Hydrocarbon storage modeling for diesel oxidation catalysts

Abstract

A simple hydrocarbon (HC) storage model was proposed which represents the adsorption–desorption processes in zeolites incorporated in a diesel oxidation catalyst (DOC). Using four experiments in which the HC was stepped up and the reactor run until steady state, a Langmuir isotherm was generated that was sufficient to represent the equilibrium data, and the remaining rate constant capturing the adsorption time scale was obtained by fitting. The model thus developed was validated using reactor data which was obtained by stepping the inlet HC concentration to zero after outlet reached equilibrium. A typical DOC which contained both a storage component (zeolite) and noble metal component (for oxidation) was studied using a full scale 1D reactor model which includes the storage kinetics developed here with the oxidation kinetics developed in our previous work [ Sampara et al., 2008. Global kinetics for a commercial diesel oxidation catalyst with two exhaust hydrocarbons.
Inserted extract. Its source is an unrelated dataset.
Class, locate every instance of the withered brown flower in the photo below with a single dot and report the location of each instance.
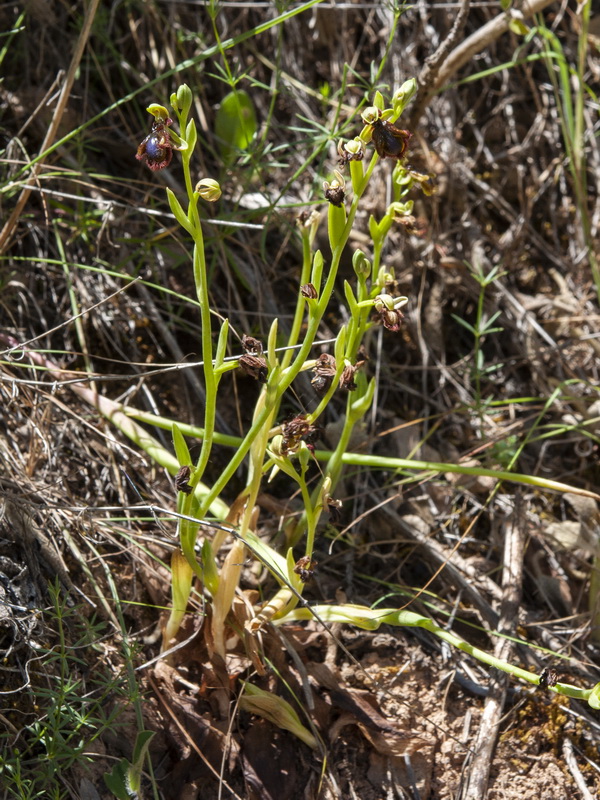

Industrial & Engineering Chemistry Research 47, 311–322]. Simulations of a simplified warm-up process indicated that the zeolite storage component reduces the overall cold start HC emissions by at least a factor of two if the warm-up rate achieves 45 – 65 ∘ C min - 1 , a range commonly observed during start-up. Modeling results also showed that the HC oxidation for these reactors commonly starts at the rear end of the reactor due to reduced CO inhibition. The rates of the individual processes during cold start were analyzed in detail and compared with the rate of inlet temperature increase provided from the exhaust.